The Fed said that inflation was steady but at an elevated pace, with half of the districts saying the pace of price increases was strong and half calling it moderate.

“With pervasive resource shortages, input price pressures continued to be widespread,” the Fed said. “Some districts reported that businesses are finding it easier to pass along more cost increases through higher prices. Several districts indicated that businesses anticipate significant hikes in their selling prices in the months ahead.”

Primary to come
Piedmont Healthcare, Inc., Georgia (A1/AA-//) is set to price $1 billion of taxable bonds on Thursday, serials 2032, 2042, 2052. RBC Capital Markets.

The Hampton Roads Transportation Accountability Commission (Aa2/A+//) is set to price on Thursday $817.99 million of Hampton Roads Transportation Fund senior lien bond anticipation notes, serial 2026. Citigroup Global Markets Inc.

The New Hope Cultural Education Facilities Finance Corp., Texas, (nonrated) is set to price $498.865 million of Sanctuary LTC project senior living revenue bonds on Thursday, consisting of: $413.515 million of Series S21A1, serials 2025-2057; $16.95 million Series S21A2, serials 2022-2025; and $53 million of Series S21B, serials 2022-2057. HilltopSecurities.

The Windler Public Improvement Authority, Colorado (nonrated) is set to price $291.326 million of Limited Tax Supported Revenue Bonds, Series 2021A-1, $210.11 million and $81.216 million of Limited Tax Supported Convertible Capital Appreciation Revenue Bonds, Series 2021A-2. Piper Sandler & Co.

The West Harris County Regional Water Authority, Texas (A1/AA/AA-/) is set to price $188 million of water system revenue and revenue refunding bonds, Series 2021, insured by Build America Mutual, serials 2032-2041, terms 2046, 2051, 2060. Jefferies LLC.

The Minnesota Housing Finance Agency (Aa1/AA+//) is set to price on Thursday $150 million of residential housing finance bonds, Series E AMT social bonds and Series F, non-AMT social bonds. RBC Capital Markets.

The Illinois Housing Development Authority (Aaa///) is set to price on Thursday $144.3 million of exempt and taxable social revenue bonds.

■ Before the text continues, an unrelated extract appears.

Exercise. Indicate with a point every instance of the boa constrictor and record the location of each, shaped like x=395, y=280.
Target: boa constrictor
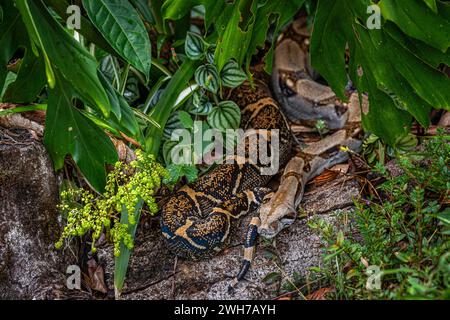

J.P. Morgan Securities LLC.

The Michigan Strategic Fund (Ba2/BB//) is set to price on Thursday $100 million of variable rate limited obligation revenue green bonds (Graphic Packaging International, LLC Coated Recycled Board Machine Project), serial 2061. TD Securities LLC

Competitive deals
Minnesota (/AAA//) is set to sell $311 million of unlimited tax general obligation bonds at 10:30 a.m. eastern, $284.1 million of ULT GOs at 11 a.m. and $284 million at 11:30 a.m. Thursday.

The Dublin Unified School District, California, is set to sell $116 million of general obligation bonds at 12:30 p.m. eastern on Thursday.

Athens Clarke County USD, Georgia, (/AA//) is set to sell $93.175 million of unlimited tax general obligation bonds at noon Thursday.

Christine Albano contributed to this report.